Test Should Discriminate

Tests should Discriminate

Tests are designed to discriminate and that is good.  The purpose of a test is to discriminate between people who are good at something and those people who are not.   The key issue is not that tests discriminate.  The key issue is whether the test uses relevant factors in making its discrimination.

For example, driving tests are designed to determine who should be allowed to drive a car and who should not be allowed to have a license to operate a vehicle.   Almost all people would agree that knowledge of traffic regulations is a relevant factor in driving a car.   Vision would also be a relevant factor.   And it is.  But vision can be modified by eye glasses or contact lenses to the point where visual acuity is sufficient to operate a motor vehicle.   If vision cannot be sufficiently modified then the individual cannot be allowed to drive a car.   However, most people would agree that eye color or hair color are not relevant variables and that they should not be used.   On the other hand, some variables such as the ability to parallel park a car have now been determined to be used so infrequently that it is no longer tested in driving tests.

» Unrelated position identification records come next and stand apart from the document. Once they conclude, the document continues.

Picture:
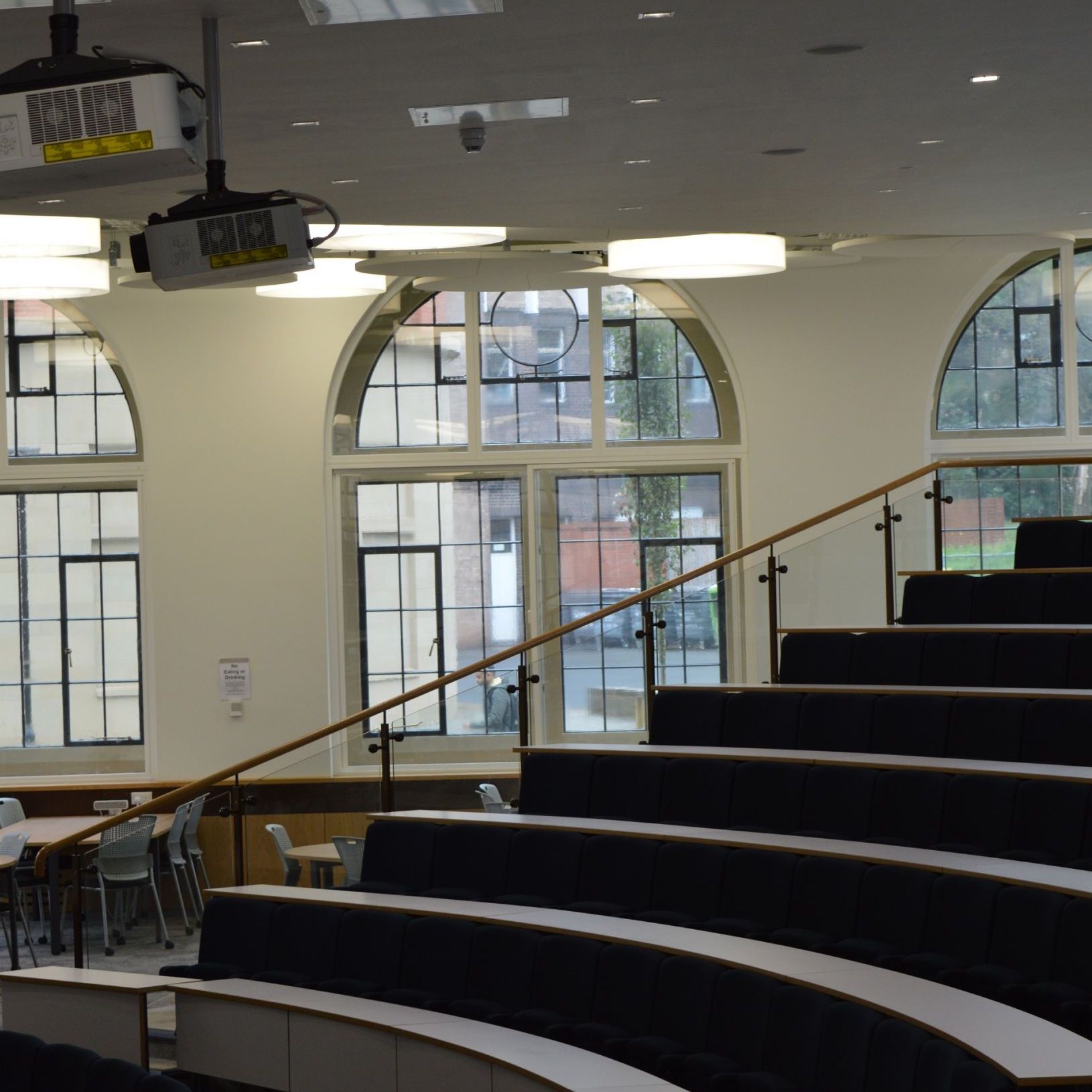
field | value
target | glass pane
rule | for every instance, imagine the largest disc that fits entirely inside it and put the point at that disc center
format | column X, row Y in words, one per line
column 119, row 522
column 1036, row 345
column 994, row 340
column 1038, row 397
column 998, row 399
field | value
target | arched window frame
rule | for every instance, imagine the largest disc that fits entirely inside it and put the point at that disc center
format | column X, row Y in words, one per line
column 100, row 478
column 539, row 468
column 1067, row 436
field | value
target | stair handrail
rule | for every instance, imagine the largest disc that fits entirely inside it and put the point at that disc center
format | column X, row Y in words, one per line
column 188, row 791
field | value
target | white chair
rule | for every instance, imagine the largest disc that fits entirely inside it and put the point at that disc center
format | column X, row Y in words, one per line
column 490, row 797
column 351, row 849
column 192, row 847
column 176, row 861
column 12, row 845
column 281, row 840
column 125, row 864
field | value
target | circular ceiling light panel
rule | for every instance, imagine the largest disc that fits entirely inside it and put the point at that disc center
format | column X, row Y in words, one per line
column 54, row 277
column 144, row 282
column 937, row 246
column 48, row 236
column 497, row 263
column 331, row 279
column 407, row 237
column 535, row 329
column 817, row 258
column 688, row 257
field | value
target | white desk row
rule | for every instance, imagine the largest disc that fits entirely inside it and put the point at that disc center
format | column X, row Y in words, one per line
column 1029, row 1050
column 298, row 1040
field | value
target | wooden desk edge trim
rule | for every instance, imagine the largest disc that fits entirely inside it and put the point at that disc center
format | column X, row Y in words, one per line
column 920, row 764
column 1032, row 693
column 421, row 1036
column 811, row 981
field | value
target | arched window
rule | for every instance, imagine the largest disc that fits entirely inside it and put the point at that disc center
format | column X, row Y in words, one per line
column 64, row 389
column 70, row 665
column 509, row 461
column 1005, row 370
column 551, row 367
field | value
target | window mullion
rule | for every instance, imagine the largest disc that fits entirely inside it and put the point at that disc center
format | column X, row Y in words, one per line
column 1067, row 298
column 596, row 366
column 473, row 312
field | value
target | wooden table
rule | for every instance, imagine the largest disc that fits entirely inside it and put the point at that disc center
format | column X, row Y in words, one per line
column 317, row 1042
column 55, row 828
column 322, row 860
column 54, row 1004
column 1027, row 1048
column 8, row 865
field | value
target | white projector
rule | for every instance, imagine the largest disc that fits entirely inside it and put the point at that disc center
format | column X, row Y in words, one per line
column 82, row 123
column 215, row 241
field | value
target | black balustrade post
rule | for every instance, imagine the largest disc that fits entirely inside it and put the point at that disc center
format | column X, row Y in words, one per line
column 648, row 634
column 770, row 579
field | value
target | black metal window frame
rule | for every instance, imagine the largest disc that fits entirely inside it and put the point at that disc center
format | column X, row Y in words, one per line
column 17, row 392
column 25, row 622
column 100, row 559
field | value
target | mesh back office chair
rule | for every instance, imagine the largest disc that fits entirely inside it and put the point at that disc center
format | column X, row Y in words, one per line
column 12, row 845
column 176, row 861
column 351, row 849
column 281, row 840
column 192, row 847
column 125, row 864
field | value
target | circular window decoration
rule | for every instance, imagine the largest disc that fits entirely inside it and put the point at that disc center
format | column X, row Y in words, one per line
column 534, row 329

This same paradigm can be used in analyzing math test scores.  There has been a great deal of consternation of late about the decline in math scores on standardized tests.  Some have suggested that the issue is elementary school teachers, who are considered to be generalists, and not sufficiently skilled in math to teach it.  That argument begs the question of why are high school students also having declining math scores when most high school math teachers are specialists in the field.  Next up for concern, is the curriculum itself.   Local school districts with declining scores are rushing to change up the curriculum and the teaching methodology that goes with it.  The theory is that a different and, of course, better curriculum will yield better test scores.   Changing the curriculum has been the “go to” for school systems needing to improve test score since the millennium and yet test scores do not vary that much.   We could blame the students and suggest that climate change is lowering kids’ abilities to do math.  But no one with good sense would go there so we won’t.

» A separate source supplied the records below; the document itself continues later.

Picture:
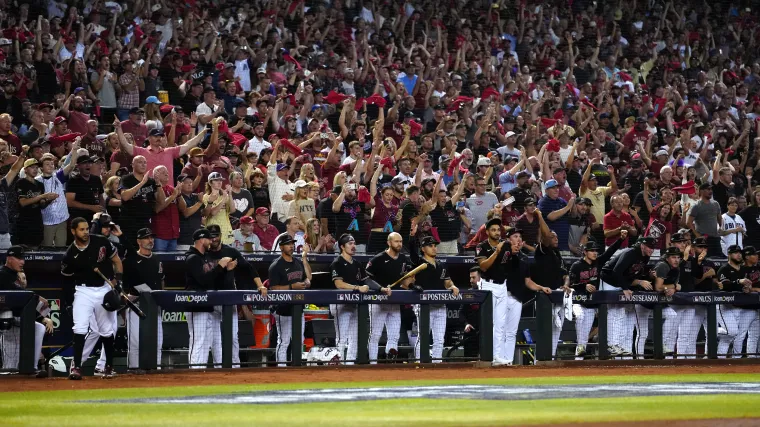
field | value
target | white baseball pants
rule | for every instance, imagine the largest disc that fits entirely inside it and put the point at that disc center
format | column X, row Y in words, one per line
column 381, row 316
column 438, row 315
column 11, row 345
column 285, row 336
column 506, row 319
column 690, row 319
column 346, row 333
column 669, row 328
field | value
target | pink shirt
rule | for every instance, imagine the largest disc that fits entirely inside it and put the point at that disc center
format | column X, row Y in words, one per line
column 164, row 156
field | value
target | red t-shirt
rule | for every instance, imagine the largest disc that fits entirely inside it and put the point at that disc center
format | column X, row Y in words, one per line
column 612, row 221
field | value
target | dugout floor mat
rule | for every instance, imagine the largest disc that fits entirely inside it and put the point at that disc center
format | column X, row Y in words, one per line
column 480, row 392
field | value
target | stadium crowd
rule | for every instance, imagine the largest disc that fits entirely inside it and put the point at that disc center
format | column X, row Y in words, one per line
column 318, row 119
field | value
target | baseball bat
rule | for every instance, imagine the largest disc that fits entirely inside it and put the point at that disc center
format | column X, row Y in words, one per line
column 124, row 298
column 412, row 273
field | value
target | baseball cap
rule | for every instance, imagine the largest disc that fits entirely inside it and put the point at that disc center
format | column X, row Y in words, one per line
column 201, row 233
column 144, row 233
column 428, row 241
column 214, row 230
column 286, row 240
column 16, row 251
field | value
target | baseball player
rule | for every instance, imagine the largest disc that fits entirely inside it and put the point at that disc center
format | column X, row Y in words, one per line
column 216, row 252
column 748, row 319
column 288, row 273
column 142, row 268
column 506, row 274
column 202, row 274
column 731, row 279
column 667, row 272
column 348, row 275
column 752, row 272
column 12, row 278
column 628, row 268
column 385, row 268
column 584, row 280
column 91, row 292
column 434, row 277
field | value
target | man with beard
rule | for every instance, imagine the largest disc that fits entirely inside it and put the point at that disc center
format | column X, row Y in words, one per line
column 218, row 251
column 626, row 269
column 584, row 280
column 348, row 274
column 84, row 192
column 667, row 273
column 140, row 194
column 84, row 255
column 705, row 219
column 731, row 279
column 385, row 268
column 204, row 325
column 32, row 198
column 77, row 119
column 351, row 215
column 142, row 267
column 288, row 273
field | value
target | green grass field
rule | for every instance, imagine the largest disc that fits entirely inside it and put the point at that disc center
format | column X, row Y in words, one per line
column 75, row 407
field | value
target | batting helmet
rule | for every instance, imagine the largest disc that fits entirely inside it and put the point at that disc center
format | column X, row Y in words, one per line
column 112, row 301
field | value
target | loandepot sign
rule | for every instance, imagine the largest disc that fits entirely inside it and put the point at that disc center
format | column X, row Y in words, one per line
column 474, row 392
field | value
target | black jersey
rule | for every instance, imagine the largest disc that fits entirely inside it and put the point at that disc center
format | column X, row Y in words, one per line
column 729, row 277
column 434, row 277
column 239, row 278
column 286, row 273
column 385, row 269
column 351, row 272
column 625, row 267
column 80, row 263
column 497, row 272
column 142, row 270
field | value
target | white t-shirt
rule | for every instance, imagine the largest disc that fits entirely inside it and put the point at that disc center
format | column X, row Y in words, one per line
column 730, row 223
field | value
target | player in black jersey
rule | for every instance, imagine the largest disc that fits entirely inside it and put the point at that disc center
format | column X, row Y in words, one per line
column 84, row 255
column 666, row 272
column 731, row 278
column 626, row 269
column 584, row 280
column 385, row 268
column 348, row 274
column 202, row 274
column 13, row 278
column 434, row 277
column 748, row 320
column 142, row 268
column 288, row 273
column 238, row 267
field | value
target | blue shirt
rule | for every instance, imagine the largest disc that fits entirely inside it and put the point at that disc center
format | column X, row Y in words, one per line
column 547, row 205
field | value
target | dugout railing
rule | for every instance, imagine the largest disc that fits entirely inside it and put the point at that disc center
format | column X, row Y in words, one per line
column 601, row 300
column 150, row 302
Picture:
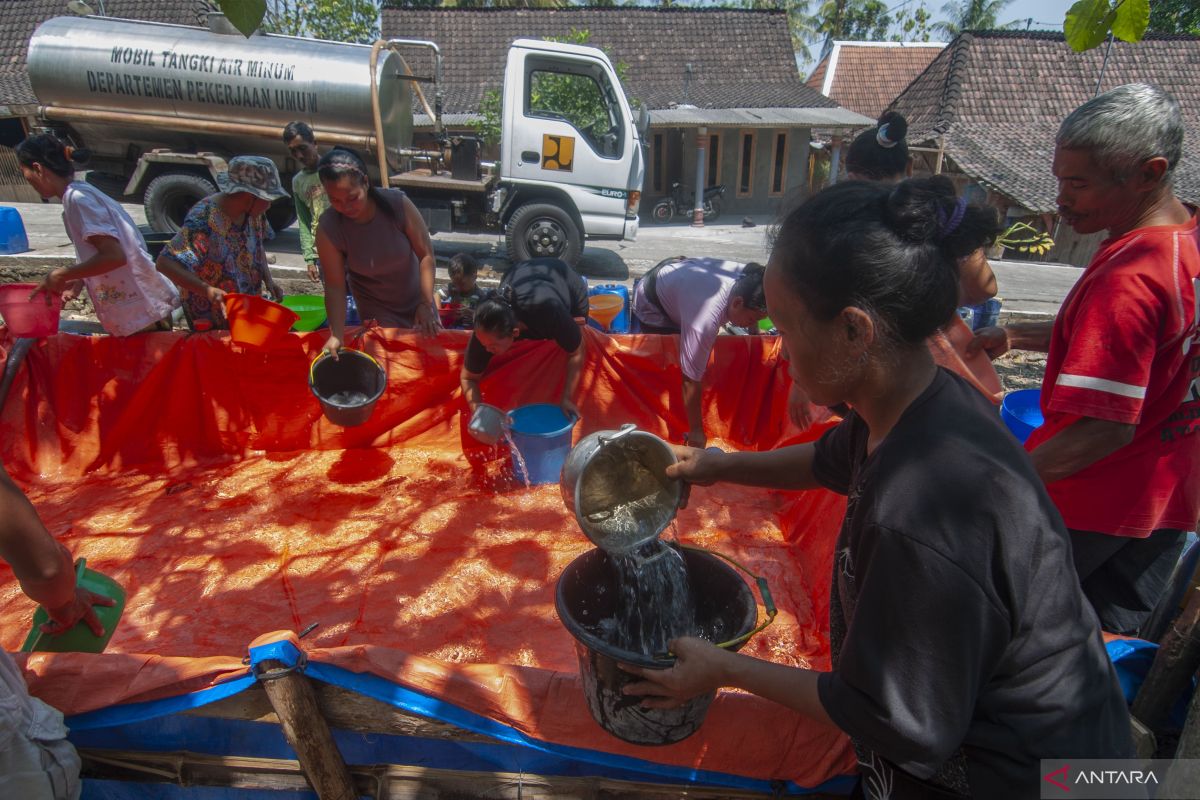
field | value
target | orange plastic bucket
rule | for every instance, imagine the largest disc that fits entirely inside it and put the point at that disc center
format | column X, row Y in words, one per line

To me the most obvious culprit in the declining test scores is the measuring tool being used to take the measure.   Almost 20 years ago a curriculum known as Common Core was developed by educators across the country (NO, it was not imposed by the feds) to create a common standard among states for educating kids so that the skills of a fifth grader in Alabama would be similar to the expectations for a fifth grader in Oregon.   In order to measure how kids were doing in meeting these Common Core standards companies were paid large sums of money to develop the tests that would make the measure.  Maryland chose the group of tests known as PARCC.   From the beginning everyone rushed to teach to the test so their scores would be great.  Teachers were not involved in developing the Common Core curriculum.  It was done by state level educators.   If someone had deigned to ask those same generalist elementary educators, they would have  quickly learned that the children would not be at the developmental levels appropriate to the skills being demanded of them.   In order to worship at the throne of the God of Rigor, skills were pushed down from higher grades to lower ones.   If the kids’ developmental levels are not there yet, no amount of good teaching is going to make the plants bloom before their time.   There is also the issue of relevancy because scores decline as kids get older.   Try to convince an adolescent that the tasks of algebra II are useful in their daily lives, or even will be useful when they become adults.   Good luck with that.

Last school year was the last time Maryland gave PARCC tests.   Now Maryland will give the MCAP ( Maryland Comprehensive Assessment Program) test.   This set of tests will be shorter than PARCC and we are assured that it will be just as rigorous- all bend to rigor.  But the big question is – will the scores be better.   If not, we will again blame the usual suspects:  teachers, curriculum, poor schools.  There is a big elephant in the room but we will not see it.   It will have the letters MCAP written big and bold on its side. And it will discriminate, but will it be discriminating on the correct variables.